Market analysts spend many thousands of hours each year on these kinds of issues — with enough time and research, slow forming problems like government debt problems can be identified before a crisis unfolds.
What can’t be anticipated are developments that are by their nature unpredictable. We’ve had at least four such events in the past year:
- Last April’s volcanic eruption in Iceland that spewed ash in the air, shut down 100,000 transatlantic flights and cost the airline industry $2 billion;
- Also last April, the explosion of the Deepwater Horizon oil rig in the Gulf of Mexico;
- Commencing last December, street protests resulting in changes of leadership in a number of countries in North Africa, leading directly to the current war in Libya;
- And of course the earthquake, tsunami and nuclear-reactor crises in Japan.

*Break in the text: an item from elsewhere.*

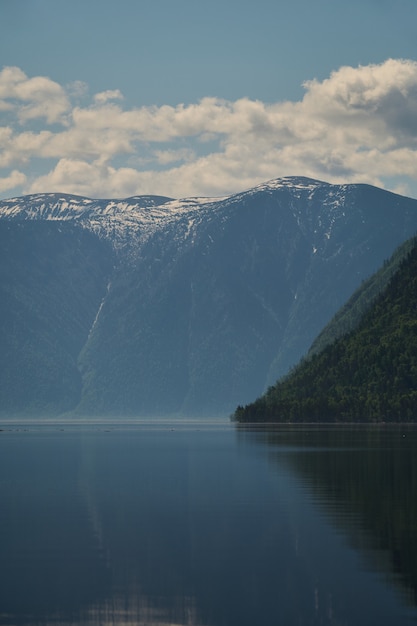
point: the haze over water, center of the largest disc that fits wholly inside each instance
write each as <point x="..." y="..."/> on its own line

In light of episodes like these, investors need to take away two key lessons.
Lesson One: Expect the unexpected
The only way to deal with uncertainty and manage the impact of unforeseen events is to build strict risk controls into portfolios, similar to those used by the most sophisticated pension funds. While the risk of one time incidents can’t be eliminated, through diversification and risk management we can limit the damage when negative events occur — whether they be massive frauds such as Enron, sudden bankruptcies like Lehman Brothers, volcanic eruptions, oil rig explosions or earthquakes.
I thought it might be useful to provide an overview of my approach to risk management in portfolio construction. There are three steps in this process.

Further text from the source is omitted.